I think that few would disagree with the statement that Saddam Hussein was an evil, selfish, murderous individual who had either personally killed or authorised the killings of thousands of people, many innocent. So why do I feel sadness and apprehension at his death?

In the end, we all die, some more peacefully than others. Hanging is not a pleasant way to go: even if it’s done swiftly, I’m certain that the instant between the trap door opening and the snapping of the neck seems like an eternity. Saddam is said to have shown fear as he was led into the death chamber. Who wouldn’t?

What makes me sad is that this act, finally, shows us what we are as a society. America and Britain went into Iraq on a spurious report of weapons of mass destruction, took on an army that was unprepared and unorganised, routed it, drove Saddam into hiding for many months, and then stood by and guarded him while the Iraqis tried him (and judges and lawyers lost their lives prosecuting and defending him), convicted him (would any Iraqi court have acquitted him?), sentenced him to hang, and then waited outside the death chamber while the Iraqis themselves carried out the sentence, for fear that the US and Britain would be associated with the final chapter in his life.

This happened while the call to morning prayer rang out from the minarets of Baghdad. Saddam carried a Qu’ran into the chamber and then handed it to someone asking that it be given to a friend. He shouted the Muslim statement of faith before the noose was placed around his neck. He will be accounted by many in Iraq as a shahid, a martyr.

The civil war in Iraq will get worse. We will not be able to extricate ourselves without condemning many more thousands of Iraqis to death at the hands of fellow Iraqis in death squads.

Who then will pay for those murders? You can only hang a person once, you know.

My faith tells me that capital punishment is wrong. No matter whether it’s Saddam Hussein, the Birdman of Alcatraz, Sacco and Vanzetti, the Rosenbergs, or any of the numerous murderers and criminals who have been executed in the past: it’s wrong. It never solves the problem, soothes the hurt, or brings back the victims. It just piles death onto death, and there is no sign it will end soon.

It will surely be a bumpy ride.

2 Responses to “Saddam is dead…”

  1. ruth_lawrence says:

    I also oppose capital punishment, and am Not Happy today, either.

  2. keith_london says:

    I’m not sad about it, nor happy.

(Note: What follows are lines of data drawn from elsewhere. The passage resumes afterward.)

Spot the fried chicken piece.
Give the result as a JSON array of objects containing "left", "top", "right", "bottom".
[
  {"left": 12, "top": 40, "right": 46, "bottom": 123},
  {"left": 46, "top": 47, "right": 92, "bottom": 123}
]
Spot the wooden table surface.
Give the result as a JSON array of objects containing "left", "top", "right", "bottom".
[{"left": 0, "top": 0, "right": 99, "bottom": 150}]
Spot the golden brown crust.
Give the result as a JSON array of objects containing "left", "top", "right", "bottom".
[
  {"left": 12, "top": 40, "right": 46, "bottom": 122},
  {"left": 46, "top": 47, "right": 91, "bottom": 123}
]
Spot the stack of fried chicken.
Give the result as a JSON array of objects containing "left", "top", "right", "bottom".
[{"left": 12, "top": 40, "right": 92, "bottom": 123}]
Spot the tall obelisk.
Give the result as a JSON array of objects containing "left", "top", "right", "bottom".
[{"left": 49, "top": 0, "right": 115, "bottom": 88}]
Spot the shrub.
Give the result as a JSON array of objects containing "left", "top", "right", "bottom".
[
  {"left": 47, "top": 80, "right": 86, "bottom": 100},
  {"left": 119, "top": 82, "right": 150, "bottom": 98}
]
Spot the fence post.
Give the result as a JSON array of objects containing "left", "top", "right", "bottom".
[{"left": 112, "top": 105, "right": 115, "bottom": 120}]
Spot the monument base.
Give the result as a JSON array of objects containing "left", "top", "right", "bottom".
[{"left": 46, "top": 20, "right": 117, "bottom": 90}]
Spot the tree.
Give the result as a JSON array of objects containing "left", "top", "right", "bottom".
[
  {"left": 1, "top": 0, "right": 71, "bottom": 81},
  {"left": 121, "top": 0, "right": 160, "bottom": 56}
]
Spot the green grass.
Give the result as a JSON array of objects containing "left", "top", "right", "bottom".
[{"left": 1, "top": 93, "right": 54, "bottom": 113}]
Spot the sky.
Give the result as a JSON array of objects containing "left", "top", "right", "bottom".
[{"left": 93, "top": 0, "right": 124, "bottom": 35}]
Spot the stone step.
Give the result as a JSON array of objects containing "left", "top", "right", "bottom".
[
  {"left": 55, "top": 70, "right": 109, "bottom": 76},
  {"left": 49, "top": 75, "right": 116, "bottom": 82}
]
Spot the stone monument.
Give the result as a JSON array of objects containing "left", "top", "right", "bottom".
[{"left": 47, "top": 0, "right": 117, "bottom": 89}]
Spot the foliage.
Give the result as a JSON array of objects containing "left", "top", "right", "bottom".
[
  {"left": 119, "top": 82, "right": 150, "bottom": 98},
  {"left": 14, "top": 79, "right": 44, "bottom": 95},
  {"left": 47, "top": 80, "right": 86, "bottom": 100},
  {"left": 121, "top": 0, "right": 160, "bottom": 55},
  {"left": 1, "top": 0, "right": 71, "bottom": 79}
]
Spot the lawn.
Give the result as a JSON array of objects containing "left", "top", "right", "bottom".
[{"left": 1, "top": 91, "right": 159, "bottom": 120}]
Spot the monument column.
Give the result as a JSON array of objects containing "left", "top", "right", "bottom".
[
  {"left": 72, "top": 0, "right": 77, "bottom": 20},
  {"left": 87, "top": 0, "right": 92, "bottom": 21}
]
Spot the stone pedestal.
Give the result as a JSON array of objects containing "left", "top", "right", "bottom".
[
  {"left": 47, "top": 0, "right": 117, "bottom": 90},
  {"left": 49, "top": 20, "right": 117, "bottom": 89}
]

I didn’t think he looked fearful, but if he was fearful, then it’s a moment of revelation for him – for that fear multiplied hundreds of thousands of times in his victims. I think we should be grateful that Saddam was tried and the sentence carried out with some dignity. If they put him out in the streets, rest be assured that the mob would consider death too good for him, sadly. That is the sad part – human nature for bloodlust and revenge.